4. Special Provisions Relating to the Delivery of Subscription Rights through the Depository Trust Company.

 

Banks, trust companies, securities dealers and brokers (each, a “Nominee”) that hold shares of our Common Stock or Eligible Warrants on the Record Date as nominee for more than one beneficial owner may, upon proper showing to the Subscription Agent, exercise such beneficial owner’s Subscription Right through DTC on the same basis as if the beneficial owners were holders on the Record Date. Such Nominee may exercise the Subscription Rights on behalf of the exercising beneficial owner through DTC’s PSOP Function on the “agents subscription over PTS” procedure by (1) providing a certification as to the aggregate number of Subscription Rights exercised by the beneficial owner on whose behalf such Nominee is acting and (2) instruct DTC to charge the Nominee’s applicable DTC account for the subscription payment for the new shares to facilitate the delivery of the full subscription payment to the Subscription Agent.
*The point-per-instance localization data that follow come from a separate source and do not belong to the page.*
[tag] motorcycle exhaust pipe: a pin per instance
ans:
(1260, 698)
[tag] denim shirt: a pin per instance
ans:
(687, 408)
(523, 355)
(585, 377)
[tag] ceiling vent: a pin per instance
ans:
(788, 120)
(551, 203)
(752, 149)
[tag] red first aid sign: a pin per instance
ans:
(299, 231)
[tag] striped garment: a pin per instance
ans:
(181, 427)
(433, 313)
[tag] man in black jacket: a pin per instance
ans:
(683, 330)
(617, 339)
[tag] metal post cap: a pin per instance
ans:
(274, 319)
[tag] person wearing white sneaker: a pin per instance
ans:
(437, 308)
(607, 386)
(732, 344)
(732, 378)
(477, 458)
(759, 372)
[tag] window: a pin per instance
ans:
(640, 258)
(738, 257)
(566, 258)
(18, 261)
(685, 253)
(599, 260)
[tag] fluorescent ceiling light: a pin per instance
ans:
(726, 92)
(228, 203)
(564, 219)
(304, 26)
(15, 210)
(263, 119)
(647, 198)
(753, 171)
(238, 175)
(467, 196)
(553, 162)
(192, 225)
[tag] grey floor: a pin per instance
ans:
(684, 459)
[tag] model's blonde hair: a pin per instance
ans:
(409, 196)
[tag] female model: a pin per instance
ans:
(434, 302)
DTC must receive the subscription instructions and payment for the new shares no later than the Expiration Date.

 

5. Form W-9.

 

Each Subscription Rights holder who elects to exercise Subscription Rights should provide the Subscription Agent with a correct Taxpayer Identification Number (TIN) on IRS Form W-9. See “Material U.S. Federal Income Tax Consequences — Information Reporting and Backup Withholding” in the Prospectus. Failure to provide the information on the form may subject such holder to a $50 penalty for each such failure and to 24% federal income tax withholding with respect to dividends (including deemed dividends) that may be paid by the Company on shares of its Common Stock. Foreign Persons are generally required to provide an appropriate IRS Form W-8 rather than IRS Form W-9 and may be subject to withholding on dividends (including deemed dividends) at a rate of up to 30%.